Hitler had lost the initiative at last; at last he faced a dilemma. In Berlin these four days was the little Japanese, Yosuke Matsuoka, whose nation makes much of "face." If Hitler backed down before a Government of what his press called "democratic thickskulls," he would lose face in the eyes of Japan. If he went ahead, he might lose the war. Yosuke Matsuoka, gentleman that he is, refrained from discussing the week's news with his hosts, and at week's end set out for Rome, where there would be little to talk about either.

The Victory. Many statesmen had played their parts in Belgrade's coup d'etat. Winston Churchill had done much by risking an expeditionary force in Greece while Yugoslavia wavered. "Early this morning Yugoslavia found her soul," said Winston Churchill fervently. The U. S. had also played a part, by passing the Lend-Lease Act and promising aid to Britain's allies, and President Roosevelt made this promise stick in a message of congratulation to King Peter.
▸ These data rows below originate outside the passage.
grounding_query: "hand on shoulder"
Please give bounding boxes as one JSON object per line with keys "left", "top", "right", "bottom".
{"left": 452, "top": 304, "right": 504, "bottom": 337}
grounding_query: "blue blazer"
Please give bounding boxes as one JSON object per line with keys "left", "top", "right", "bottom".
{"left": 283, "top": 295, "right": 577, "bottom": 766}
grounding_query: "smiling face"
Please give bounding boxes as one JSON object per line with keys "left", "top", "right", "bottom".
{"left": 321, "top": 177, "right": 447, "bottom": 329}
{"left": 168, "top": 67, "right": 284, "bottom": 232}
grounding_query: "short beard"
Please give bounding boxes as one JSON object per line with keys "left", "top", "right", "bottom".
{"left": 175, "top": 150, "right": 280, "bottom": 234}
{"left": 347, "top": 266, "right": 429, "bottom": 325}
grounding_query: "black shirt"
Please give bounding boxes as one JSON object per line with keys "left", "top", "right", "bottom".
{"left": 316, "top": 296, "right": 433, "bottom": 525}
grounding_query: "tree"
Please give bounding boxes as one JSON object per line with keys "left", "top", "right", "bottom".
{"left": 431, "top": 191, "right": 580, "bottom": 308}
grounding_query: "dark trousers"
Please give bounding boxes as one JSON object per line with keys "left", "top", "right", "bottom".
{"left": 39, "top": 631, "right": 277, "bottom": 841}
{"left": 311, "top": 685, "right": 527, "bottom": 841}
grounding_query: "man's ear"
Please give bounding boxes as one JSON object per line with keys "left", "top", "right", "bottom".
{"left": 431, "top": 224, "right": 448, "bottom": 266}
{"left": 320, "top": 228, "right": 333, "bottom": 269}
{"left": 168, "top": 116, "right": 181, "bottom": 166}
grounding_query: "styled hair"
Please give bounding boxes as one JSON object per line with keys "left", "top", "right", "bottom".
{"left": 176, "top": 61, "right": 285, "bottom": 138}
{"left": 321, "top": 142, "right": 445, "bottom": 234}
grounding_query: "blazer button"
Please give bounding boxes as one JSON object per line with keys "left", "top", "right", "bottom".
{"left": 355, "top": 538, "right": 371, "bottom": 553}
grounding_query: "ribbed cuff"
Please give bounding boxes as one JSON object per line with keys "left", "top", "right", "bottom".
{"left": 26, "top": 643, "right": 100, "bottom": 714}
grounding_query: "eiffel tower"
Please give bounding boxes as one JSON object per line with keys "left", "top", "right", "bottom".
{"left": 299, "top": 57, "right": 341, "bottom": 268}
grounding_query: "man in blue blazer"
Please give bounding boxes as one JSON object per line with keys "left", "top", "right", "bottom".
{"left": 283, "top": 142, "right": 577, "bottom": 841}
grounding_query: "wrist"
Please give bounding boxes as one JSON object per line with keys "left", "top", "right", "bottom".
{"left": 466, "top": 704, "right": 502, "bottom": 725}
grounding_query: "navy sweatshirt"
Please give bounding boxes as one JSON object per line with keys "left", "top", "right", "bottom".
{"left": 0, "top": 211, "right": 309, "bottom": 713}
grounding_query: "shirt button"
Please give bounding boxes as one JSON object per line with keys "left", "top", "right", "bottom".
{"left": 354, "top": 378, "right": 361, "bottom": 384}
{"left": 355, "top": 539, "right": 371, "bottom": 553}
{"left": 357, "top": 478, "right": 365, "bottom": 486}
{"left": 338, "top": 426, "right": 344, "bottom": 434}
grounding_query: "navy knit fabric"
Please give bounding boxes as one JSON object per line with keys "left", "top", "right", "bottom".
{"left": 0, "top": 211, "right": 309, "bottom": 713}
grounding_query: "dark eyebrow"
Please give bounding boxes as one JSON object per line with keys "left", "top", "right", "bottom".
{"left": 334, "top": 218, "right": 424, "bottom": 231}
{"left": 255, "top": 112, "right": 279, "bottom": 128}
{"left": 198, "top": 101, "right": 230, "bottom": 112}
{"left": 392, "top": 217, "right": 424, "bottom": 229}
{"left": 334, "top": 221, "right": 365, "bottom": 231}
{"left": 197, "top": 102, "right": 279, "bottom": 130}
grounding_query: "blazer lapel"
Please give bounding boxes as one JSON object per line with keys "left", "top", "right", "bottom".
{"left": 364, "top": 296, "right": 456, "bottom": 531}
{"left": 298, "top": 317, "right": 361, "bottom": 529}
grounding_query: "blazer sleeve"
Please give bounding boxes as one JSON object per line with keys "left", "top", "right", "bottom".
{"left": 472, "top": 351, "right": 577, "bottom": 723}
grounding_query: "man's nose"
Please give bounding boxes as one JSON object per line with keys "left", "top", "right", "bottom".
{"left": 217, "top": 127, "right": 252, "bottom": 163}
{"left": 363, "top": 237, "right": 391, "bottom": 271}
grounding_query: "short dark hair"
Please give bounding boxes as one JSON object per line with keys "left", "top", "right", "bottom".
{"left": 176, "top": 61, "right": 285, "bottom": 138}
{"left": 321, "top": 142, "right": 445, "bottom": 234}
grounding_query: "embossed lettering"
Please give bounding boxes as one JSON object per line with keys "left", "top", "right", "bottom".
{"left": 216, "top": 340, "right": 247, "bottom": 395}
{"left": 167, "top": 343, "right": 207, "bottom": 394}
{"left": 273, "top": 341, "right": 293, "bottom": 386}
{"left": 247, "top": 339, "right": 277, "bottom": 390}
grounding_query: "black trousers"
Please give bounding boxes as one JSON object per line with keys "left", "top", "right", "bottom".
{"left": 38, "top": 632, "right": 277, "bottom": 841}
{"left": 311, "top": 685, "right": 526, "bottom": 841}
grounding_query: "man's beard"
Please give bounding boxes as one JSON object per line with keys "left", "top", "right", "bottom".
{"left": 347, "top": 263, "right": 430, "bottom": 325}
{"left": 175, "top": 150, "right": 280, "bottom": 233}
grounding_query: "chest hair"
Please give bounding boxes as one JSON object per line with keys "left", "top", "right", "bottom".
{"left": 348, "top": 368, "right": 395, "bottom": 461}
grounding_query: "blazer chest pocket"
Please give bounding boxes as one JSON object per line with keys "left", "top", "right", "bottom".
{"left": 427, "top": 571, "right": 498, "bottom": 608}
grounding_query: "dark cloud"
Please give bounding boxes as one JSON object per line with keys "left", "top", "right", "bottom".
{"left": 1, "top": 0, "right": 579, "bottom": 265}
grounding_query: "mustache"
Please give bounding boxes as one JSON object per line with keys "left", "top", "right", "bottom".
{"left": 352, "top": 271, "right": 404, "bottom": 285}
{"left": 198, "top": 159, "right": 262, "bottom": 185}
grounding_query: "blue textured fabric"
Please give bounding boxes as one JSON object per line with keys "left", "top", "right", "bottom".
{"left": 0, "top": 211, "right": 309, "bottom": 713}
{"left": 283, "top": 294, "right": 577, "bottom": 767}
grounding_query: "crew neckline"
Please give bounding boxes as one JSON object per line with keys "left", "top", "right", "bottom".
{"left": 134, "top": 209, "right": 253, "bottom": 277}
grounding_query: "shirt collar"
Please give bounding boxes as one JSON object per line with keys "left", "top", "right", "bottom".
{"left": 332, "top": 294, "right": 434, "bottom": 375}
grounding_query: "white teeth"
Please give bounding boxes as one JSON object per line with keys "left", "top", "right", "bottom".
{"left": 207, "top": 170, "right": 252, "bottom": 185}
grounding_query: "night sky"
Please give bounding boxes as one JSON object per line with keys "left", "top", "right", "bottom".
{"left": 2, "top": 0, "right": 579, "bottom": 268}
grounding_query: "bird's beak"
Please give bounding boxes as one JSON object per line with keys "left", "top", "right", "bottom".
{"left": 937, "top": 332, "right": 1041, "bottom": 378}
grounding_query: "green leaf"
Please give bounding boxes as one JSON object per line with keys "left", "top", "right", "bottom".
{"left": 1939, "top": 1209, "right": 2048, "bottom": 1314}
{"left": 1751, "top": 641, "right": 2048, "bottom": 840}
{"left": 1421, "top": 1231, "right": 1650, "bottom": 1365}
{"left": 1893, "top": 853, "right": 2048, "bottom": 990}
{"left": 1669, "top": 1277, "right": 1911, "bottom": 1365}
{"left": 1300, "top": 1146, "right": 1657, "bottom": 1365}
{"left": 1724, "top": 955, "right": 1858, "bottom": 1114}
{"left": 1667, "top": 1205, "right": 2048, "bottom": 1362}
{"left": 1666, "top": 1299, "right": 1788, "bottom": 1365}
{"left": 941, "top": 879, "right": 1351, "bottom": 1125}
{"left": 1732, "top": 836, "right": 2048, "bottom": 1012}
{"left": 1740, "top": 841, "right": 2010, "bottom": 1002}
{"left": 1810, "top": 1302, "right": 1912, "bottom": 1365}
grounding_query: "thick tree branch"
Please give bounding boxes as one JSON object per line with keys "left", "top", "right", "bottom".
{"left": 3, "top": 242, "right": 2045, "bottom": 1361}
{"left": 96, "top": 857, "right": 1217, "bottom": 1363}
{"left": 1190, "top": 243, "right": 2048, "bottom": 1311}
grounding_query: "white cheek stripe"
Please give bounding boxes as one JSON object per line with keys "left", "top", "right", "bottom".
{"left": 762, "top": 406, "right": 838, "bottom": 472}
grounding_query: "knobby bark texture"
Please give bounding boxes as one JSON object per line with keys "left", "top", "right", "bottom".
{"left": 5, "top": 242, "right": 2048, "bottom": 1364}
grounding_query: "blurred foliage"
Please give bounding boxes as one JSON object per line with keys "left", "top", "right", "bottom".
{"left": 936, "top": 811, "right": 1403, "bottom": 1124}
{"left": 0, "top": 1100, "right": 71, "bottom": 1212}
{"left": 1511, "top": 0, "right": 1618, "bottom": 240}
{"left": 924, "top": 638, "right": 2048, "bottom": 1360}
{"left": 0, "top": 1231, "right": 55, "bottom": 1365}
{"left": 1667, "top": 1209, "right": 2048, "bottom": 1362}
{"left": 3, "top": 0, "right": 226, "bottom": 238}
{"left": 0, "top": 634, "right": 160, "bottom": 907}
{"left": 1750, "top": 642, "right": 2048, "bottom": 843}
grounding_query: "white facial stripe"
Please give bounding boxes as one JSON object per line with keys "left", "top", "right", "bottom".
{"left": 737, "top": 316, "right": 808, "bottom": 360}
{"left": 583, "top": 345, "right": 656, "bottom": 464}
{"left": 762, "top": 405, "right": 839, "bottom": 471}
Russia had helped, by pledging neutrality to Turkey if Turkey should be attacked, thereby suggesting to Turkey the advisability of a treaty with Yugoslavia. But those who had done most were the people, and the people appropriately rejoiced.

In Greece they sang and danced in the streets. In London they cheered and punned ("So far and no Vardar" and, of Hitler, "Serbs 'im right"). In cellars from Warsaw to Amsterdam they shook one another's hands, for at last the "free" Governments of German-conquered nations had meaning. But the most impressive demonstration outside of Yugoslavia itself was staged in Marseille, where in 1934 a Croatian terrorist assassinated King Alexander. Almost as if by magic, men & women bearing flowers appeared at the spot where the King was shot. Soon the street was covered with flowers piled high. When the police tried to break up this tribute, the people of Marseille bought tramcar tickets, dropped their flowers out of the cars. When the police closed the flower stores, the people dropped paper flowers.

It was important that the Allies' Eastern Front, which Britain and France gave away at Munich in 1938, which was mowed down in Poland in 1939, which in 1940 was pushed steadily back in the Balkans, had been established again. But the victory was more moral than military. Courage and leadership in one small Balkan nation without Kultur had brought courage, leadership and hope to free people everywhere. In streets, passers-by smiled at one another, feeling that they had been given something in common. It was as if a bell struck on a starry night in Belgrade had left its clear, sweet note ringing in the ears of the Western World.